Il termine è preso a prestito dalla fisica è indica una specifica caratteristica della materia per cui un corpo può essere soggetto a flessione o curvatura (o altra distorsione) senza perdere la capacità di ritornare nella forma originaria. Un esempio in questo senso è dato dall’acciaio armonico (un acciaio al silicio ad alto tenore di carbonio, 0,80 – 0,90 %, e quindi particolarmente duro) mentre è poco resiliente il vetro.

In Psicologia il termine RESILIENTE assume un significato nuovo ma molto simile: indica colui che “si piega ma non si spezza”, a fronte di difficoltà, traumi, deprivazioni, insuccessi. E’ colui che dopo avere affrontato provlematiche di natura psicologica e/o materiale ritorla allo stato precedente le difficoltà (o meglio di prima).
La resilienza è favorita da un sistema di pensieri e di convinzioni che si riferiscono alla controllabilità di cià che accade (“Io posso uscire dal momento difficile), ma implica anche delle abilità e competenze a livello sociale (“Gli altri credono in me e mi sostengono).
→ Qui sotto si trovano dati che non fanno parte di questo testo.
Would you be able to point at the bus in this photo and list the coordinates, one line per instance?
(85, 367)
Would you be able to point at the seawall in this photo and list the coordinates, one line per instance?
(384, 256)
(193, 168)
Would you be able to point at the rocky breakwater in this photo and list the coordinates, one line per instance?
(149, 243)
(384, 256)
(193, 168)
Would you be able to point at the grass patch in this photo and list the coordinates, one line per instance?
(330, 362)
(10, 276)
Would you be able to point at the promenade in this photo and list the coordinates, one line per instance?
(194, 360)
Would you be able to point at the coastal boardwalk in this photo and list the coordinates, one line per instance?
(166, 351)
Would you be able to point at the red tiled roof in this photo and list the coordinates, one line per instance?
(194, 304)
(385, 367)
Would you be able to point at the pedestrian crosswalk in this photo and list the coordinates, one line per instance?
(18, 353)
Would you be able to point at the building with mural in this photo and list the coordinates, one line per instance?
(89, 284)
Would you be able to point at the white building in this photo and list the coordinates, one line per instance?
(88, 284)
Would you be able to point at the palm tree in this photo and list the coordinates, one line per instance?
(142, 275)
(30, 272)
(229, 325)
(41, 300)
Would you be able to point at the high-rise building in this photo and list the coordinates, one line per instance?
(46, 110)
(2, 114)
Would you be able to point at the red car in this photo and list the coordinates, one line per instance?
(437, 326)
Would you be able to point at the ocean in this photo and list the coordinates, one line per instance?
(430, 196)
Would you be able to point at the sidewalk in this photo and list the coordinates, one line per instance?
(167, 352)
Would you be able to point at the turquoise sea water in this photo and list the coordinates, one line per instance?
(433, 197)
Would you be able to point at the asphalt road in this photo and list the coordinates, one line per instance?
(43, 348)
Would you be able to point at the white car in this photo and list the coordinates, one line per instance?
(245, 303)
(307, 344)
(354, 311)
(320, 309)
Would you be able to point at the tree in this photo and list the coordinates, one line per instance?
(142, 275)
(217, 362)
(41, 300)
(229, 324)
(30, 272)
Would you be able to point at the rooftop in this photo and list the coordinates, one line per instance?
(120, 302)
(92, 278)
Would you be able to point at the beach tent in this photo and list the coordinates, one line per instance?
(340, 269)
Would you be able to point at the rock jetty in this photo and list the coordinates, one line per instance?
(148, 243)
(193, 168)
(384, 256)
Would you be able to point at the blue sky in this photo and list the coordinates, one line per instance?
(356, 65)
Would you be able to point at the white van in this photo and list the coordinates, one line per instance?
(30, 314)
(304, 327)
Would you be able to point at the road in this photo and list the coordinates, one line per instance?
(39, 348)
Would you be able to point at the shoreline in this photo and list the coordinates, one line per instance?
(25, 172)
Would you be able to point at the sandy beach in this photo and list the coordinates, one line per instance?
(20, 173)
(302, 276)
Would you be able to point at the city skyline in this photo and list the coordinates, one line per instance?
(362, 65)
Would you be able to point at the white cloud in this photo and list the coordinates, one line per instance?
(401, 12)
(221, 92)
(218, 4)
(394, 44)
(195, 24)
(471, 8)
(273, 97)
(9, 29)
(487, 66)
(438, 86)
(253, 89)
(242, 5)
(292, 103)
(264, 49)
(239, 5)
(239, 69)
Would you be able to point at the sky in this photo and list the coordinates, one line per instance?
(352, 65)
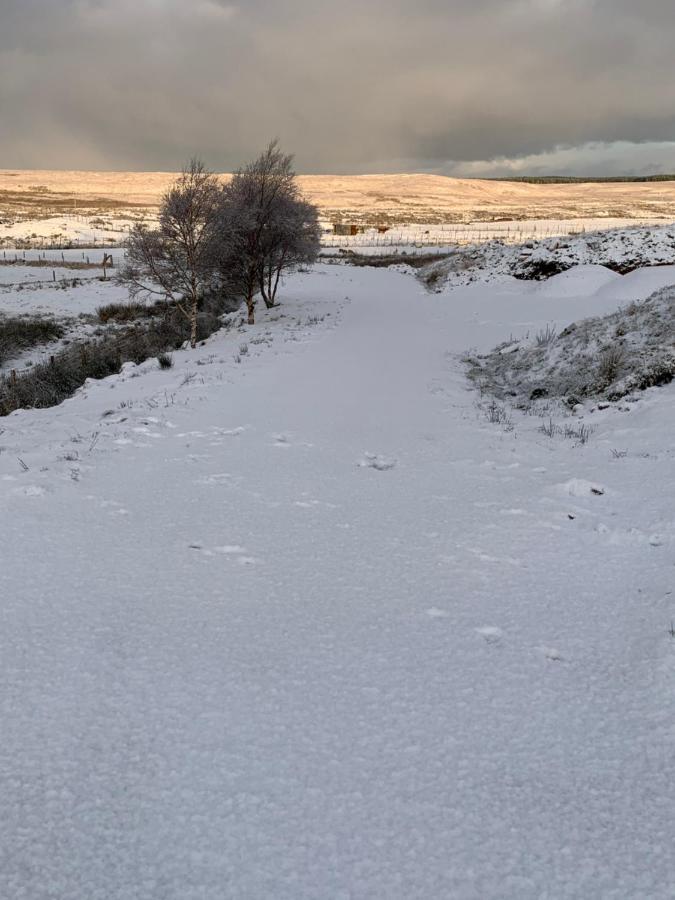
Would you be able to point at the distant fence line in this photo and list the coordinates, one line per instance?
(408, 237)
(479, 233)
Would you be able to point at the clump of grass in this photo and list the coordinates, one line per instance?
(122, 312)
(21, 333)
(610, 363)
(579, 433)
(49, 383)
(546, 336)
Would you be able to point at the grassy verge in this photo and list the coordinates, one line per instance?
(18, 334)
(51, 382)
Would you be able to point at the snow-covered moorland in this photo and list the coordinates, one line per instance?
(621, 250)
(295, 619)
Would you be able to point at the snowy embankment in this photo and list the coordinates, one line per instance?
(621, 250)
(308, 625)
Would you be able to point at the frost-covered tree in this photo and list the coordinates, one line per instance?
(292, 239)
(265, 227)
(176, 260)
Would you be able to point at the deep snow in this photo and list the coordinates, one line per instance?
(308, 625)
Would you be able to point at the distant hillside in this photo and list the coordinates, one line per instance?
(568, 179)
(372, 199)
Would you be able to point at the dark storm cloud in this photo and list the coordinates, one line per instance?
(352, 86)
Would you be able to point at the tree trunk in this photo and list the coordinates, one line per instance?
(193, 323)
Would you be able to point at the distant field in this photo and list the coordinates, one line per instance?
(374, 199)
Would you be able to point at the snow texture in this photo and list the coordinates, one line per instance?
(238, 663)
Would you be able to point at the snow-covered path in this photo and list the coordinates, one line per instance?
(312, 627)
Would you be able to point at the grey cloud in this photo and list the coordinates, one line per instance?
(435, 85)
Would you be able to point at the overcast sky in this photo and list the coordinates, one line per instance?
(476, 87)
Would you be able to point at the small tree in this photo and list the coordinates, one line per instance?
(265, 228)
(176, 260)
(292, 239)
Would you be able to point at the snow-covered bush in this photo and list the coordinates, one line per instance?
(608, 356)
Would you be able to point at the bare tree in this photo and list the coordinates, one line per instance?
(265, 228)
(292, 239)
(176, 259)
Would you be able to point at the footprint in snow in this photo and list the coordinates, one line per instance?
(490, 633)
(373, 461)
(233, 551)
(31, 490)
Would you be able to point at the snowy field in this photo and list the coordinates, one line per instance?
(308, 625)
(426, 237)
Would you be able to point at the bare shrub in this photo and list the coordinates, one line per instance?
(610, 364)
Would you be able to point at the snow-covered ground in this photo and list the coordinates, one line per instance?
(620, 249)
(52, 231)
(308, 625)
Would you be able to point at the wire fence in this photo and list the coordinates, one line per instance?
(442, 237)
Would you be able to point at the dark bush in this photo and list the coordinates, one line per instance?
(51, 382)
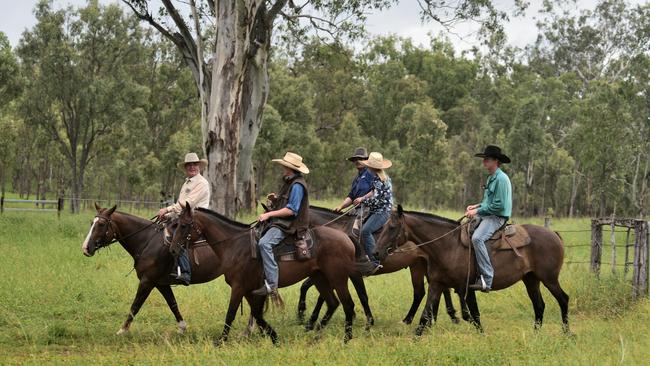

[Moè, A. 2010. La motivazione, Il Mulino]

La resilienza è divenuta l’elemento centrale di frequenti riflessioni e numerose indagini, tanto che nel 2014 sono uscite più di 1700 pubblicazioni scientifiche, contro le meno di 10 all’anno dei primi anni novanta [David Gourion sul n. 144 di Mente & cervello – Dicembre 2016]

LA PLASTICITA' CEREBRALE

Anche il termine PLASTICITA’ nasce con riferimento ad alcune caratteristiche fisiche dei materiali ma finisce per trovare spazio in ambiti molto diversi, da quello artistico a quello biologico.

In particolare la PLASTICITA’ NEURALE e la PLASTICITA’ CEREBRALE sono dei fenomeni definiti e studiati dalla psicologia, dalla biologia e dalla medicina. La prima riguarda i fondamenti biologici dell’apprendimento e il tema dell’epigenetica.

La seconda si basa sulla prima e riguarda la capacità dell’encefalo (cervello, cervelletto e tronco encefalico) di modificare la propria struttura e le proprie funzionalità – anche in reazione a traumi o patologie – e in relazione al processo di sviluppo dell’individuo (ha un potenziale maggiore nell’età evolutiva).

Ecco perchè imparare a suonare uno strumento musicale o studiare una lingua straniera sono attività in grado di cambiare la struttura del nostro cervello, ed ecco perchè dalle neuroimmagini l’ippocampo dei tassisti risulta più sviluppato.